Is continuous glucose monitoring (CGM) safe?
Hello, doctor has advised me to get a continuous glucose monitoring (CGM) where a tiny sensor associated with the CGM is inserted under the skin, usually on the belly or arm. It tests glucose frequently in regular intervals (typically 5 to 15 minutes), and a wireless transmitter sends the glucose reading to a display device. Is continuous glucose monitoring (CGM) safe? Please provide some inputs.
@chandrima For most people with diabetes, continuous glucose monitoring is the key to achieving target blood glucose. It is most beneficial for people who need to test their glucose levels frequently.

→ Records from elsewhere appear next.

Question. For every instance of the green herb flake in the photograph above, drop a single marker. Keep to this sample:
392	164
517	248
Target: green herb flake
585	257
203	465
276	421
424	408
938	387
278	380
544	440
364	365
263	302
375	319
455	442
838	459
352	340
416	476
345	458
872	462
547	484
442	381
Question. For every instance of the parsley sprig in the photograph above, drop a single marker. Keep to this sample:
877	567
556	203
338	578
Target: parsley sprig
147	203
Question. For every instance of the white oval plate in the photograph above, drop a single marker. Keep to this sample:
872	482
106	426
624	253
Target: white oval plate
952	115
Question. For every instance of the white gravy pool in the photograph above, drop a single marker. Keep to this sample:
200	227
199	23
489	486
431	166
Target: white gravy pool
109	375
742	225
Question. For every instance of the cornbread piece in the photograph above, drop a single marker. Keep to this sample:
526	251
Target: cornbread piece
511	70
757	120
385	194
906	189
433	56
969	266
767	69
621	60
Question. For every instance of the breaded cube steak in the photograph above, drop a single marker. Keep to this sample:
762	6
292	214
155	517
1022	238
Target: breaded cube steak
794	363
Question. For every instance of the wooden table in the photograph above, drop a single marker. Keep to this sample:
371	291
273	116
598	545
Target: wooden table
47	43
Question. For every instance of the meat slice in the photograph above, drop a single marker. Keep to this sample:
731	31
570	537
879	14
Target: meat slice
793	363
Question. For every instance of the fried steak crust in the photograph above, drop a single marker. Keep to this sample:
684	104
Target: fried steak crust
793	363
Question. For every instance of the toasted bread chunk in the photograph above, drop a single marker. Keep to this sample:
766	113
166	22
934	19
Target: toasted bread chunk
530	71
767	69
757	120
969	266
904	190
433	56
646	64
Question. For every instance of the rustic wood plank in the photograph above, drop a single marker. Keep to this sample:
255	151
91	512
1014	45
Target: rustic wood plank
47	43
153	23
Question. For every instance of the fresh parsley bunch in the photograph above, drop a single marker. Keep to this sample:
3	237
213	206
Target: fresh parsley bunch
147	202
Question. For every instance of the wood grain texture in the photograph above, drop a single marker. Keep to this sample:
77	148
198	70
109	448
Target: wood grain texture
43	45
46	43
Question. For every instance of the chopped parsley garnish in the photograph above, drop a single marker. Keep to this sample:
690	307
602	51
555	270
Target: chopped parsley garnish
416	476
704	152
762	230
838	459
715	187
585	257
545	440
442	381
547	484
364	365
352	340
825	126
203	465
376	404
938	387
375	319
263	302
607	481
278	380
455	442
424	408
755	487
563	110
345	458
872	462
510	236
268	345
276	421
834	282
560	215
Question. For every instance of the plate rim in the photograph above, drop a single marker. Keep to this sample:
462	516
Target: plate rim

The device is suggested for adults and children aged two years and above (typically the ones that have juvenile diabetes).
The doctor may recommend a CGM all the time, or only for a few days, to help manage diabetes. The advantages are: Glucose levels can be tracked throughout the day and night.
Glucose levels can be checked during the night when the levels are generally not tested.
A rise or drop in glucose levels can be tracked, which will help people with diabetes to take early action.
CGM helps to reduce the number of finger-prick tests.
CGM can help improve the levels of HbA1c as it helps to tailor the insulin dose more carefully.
It helps patients to reduce hypoglycemia (low glucose) events, as they can notice a downward trend even before the sugar levels sharply drop.
The device can be used to set triggers and alarms for very high and low glucose spikes.
CGM helps evaluate and measure the effects of diet and exercise on sugar levels.
It aids in determining the effectiveness of the treatment plan at a detailed level.